"A little over thirteen years ago, in my second semester of graduate school, I was in a novel-writing class with the late Margaux Fragoso. She was writing about a sexual relationship between a child and an adult that lasted into the child’s own adulthood, ending when the pedophile committed suicide. In our workshop, several of my classmates eviscerated the pages they’d been presented with.
“What a ridiculous premise,” a brassy redhead declared. “Like any child would willingly stay in a relationship with her abuser.”
“Yeah, seriously, dude,” a younger guy added, his wide-spread legs sprawling out into the room.
“I mean, like, why wouldn’t she just tell her mother?” He nodded to the woman who’d spoken.
“Sorry, but it makes zero sense. No one would do that.”
I knew the truth when I heard it, but I didn’t say a word as they talked, just watched Margaux’s shoulders slump as she scribbled in her notebook, the sweep of her dark hair hiding her cheeks. She wore a teddy bear t-shirt, with white and pale pink high-tops.

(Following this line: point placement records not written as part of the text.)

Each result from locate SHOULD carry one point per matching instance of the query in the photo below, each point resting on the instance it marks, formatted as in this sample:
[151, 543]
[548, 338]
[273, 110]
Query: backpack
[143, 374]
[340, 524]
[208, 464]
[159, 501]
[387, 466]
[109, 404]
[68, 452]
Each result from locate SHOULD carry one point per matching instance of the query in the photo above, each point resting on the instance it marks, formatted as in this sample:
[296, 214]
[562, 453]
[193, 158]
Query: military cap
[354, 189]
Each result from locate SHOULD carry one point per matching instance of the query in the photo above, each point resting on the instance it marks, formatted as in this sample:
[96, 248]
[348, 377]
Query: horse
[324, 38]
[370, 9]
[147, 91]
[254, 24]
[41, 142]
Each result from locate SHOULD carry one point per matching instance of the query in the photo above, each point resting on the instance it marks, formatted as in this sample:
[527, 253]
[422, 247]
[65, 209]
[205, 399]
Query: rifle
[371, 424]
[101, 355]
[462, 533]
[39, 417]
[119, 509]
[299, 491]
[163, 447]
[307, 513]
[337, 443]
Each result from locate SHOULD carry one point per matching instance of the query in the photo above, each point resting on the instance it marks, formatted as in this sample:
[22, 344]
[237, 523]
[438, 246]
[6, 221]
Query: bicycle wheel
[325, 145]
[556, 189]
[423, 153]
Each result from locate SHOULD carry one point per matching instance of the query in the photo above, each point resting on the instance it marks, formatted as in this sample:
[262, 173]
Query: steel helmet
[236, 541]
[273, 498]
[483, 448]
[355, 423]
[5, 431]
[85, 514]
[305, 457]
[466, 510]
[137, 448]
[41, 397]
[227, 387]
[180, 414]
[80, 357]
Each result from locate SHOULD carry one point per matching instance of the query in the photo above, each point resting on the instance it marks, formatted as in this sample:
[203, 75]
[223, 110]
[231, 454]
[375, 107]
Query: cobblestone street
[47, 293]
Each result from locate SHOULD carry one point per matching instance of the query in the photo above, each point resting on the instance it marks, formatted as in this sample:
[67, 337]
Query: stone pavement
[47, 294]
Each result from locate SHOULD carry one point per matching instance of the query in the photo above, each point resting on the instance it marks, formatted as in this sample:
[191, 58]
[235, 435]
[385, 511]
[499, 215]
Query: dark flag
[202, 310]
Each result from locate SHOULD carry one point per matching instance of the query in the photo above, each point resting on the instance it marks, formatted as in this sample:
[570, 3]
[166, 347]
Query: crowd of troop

There was something vulnerable, almost childlike about Margaux’s demeanor and the sound of her voice that seemed to bring out the bully in many of my classmates; the same ones had been similarly dismissive of her work the previous semester. Their attitude sparked our friendship, and I’d written to her after one especially nasty workshop to tell her what I hadn’t dared to say aloud: that they’d been unfair to her work. She’d responded that there was no way she’d value criticism from someone who wrote “arrogant rambling garbage that he thinks is reminiscent of Catcher in the Rye.” That made me realize she was far less vulnerable than I thought, at least where her writing was concerned."